Mike Schaeffer's Blog

June 21, 2006

I was skimming Vincent Maraia's (he has a blog!) book, The Build Master: Microsoft's Software Configuration Management Best Practices, and ran across the following quote:

Thus, if you want to learn one languauge that will cover many tools and technologies no matter what platform you are working on, that language is XML.
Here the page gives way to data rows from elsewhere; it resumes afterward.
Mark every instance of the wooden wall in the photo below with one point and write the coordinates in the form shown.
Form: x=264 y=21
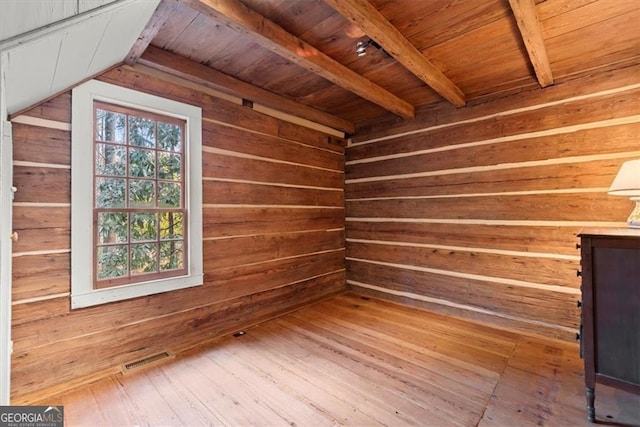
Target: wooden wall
x=273 y=196
x=474 y=212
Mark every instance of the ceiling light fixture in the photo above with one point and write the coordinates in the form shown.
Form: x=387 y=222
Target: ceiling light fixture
x=361 y=47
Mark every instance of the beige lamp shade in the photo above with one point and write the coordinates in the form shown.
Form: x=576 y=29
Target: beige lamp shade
x=627 y=183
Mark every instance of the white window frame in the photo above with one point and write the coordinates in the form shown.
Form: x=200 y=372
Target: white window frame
x=83 y=293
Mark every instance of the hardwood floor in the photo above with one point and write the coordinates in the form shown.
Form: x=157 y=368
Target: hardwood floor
x=357 y=361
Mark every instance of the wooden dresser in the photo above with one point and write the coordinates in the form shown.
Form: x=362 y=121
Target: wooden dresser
x=610 y=336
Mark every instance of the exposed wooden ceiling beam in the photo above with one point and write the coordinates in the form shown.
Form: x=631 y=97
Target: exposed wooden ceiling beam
x=182 y=67
x=238 y=17
x=376 y=26
x=531 y=32
x=159 y=17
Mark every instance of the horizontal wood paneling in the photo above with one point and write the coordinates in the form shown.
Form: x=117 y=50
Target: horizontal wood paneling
x=534 y=207
x=559 y=147
x=550 y=239
x=40 y=144
x=42 y=184
x=231 y=167
x=241 y=250
x=474 y=213
x=557 y=272
x=554 y=118
x=240 y=221
x=558 y=176
x=244 y=141
x=220 y=192
x=99 y=352
x=40 y=276
x=273 y=225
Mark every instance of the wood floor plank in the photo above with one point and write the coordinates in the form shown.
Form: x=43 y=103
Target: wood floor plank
x=354 y=360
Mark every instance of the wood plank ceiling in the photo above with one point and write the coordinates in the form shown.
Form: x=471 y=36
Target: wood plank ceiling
x=298 y=56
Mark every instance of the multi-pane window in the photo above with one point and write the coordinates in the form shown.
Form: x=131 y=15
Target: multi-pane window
x=136 y=194
x=139 y=210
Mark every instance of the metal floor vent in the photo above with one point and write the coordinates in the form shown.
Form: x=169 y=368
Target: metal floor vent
x=154 y=359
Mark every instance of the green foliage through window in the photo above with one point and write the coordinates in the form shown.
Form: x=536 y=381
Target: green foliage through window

On the surface, this is a true statement. Since XML's introduction it's shown up virtually everywhere: XML has been used for everything from configuration files to RPC protocols. Better still, all these XML documents have the same understandable syntax and can be parsed by the same, standard tools (which exist virtually everywhere). If you want to work with XML files, chances are your favorite text editor has built in XML support; If you want something more structured, Excel has a powerful XML import capability, as do most databases. However, as nice as all this is, it glosses over one fundamental fact: XML, by itself, doesn't mean anything.

Saying that a document is in XML is basically the same as saying it's in CSV: it implies the format that contains the data, but it doesn't imply anything about the data itself. There are still a bunch of unresolved questions: What tags are supported? How are attributes parsed? What do the tags actually mean? These are the types of questions you'll find yourself asking about five seconds after receiving an XML document in a new format. While some of these questions can be answered by a Schema or DTD, the last question, the key question, isn't addressed by a schema at all. As anybody who has had to reverse engineeer an otherwise unknown XML document can tell you: even if you know a document is in XML, the things you really care about are still left unspecified.

So, XML isn't really the 'language' Mr. Maraia states it to be, which is why his comment is so optimistic. While it is true that XML is useful and universal, you'll also need to learn schemas for the documents you'll be working with; That's where the bulk of the work will be. (Syntax is generally an easy thing to learn, and developing syntax processing code is a well understood branch of computer science.) So, while you should learn XML, if learning XML itself is the kind of decision you have to mull over, you probably aren't prepared for steps you'll be taking immediately after learning XML. (This is particularly true if you're using XML to configure build tools, as in Maraia's book. If you're in that role and are having trouble with XML, you should just quit now.)

Erik Naggum, of comp.lang.lisp fame, summed this up quite nicely:

Structure is nothing if it is all you got. Skeletons spook people if they try to walk around on their own. I really wonder why XML does not.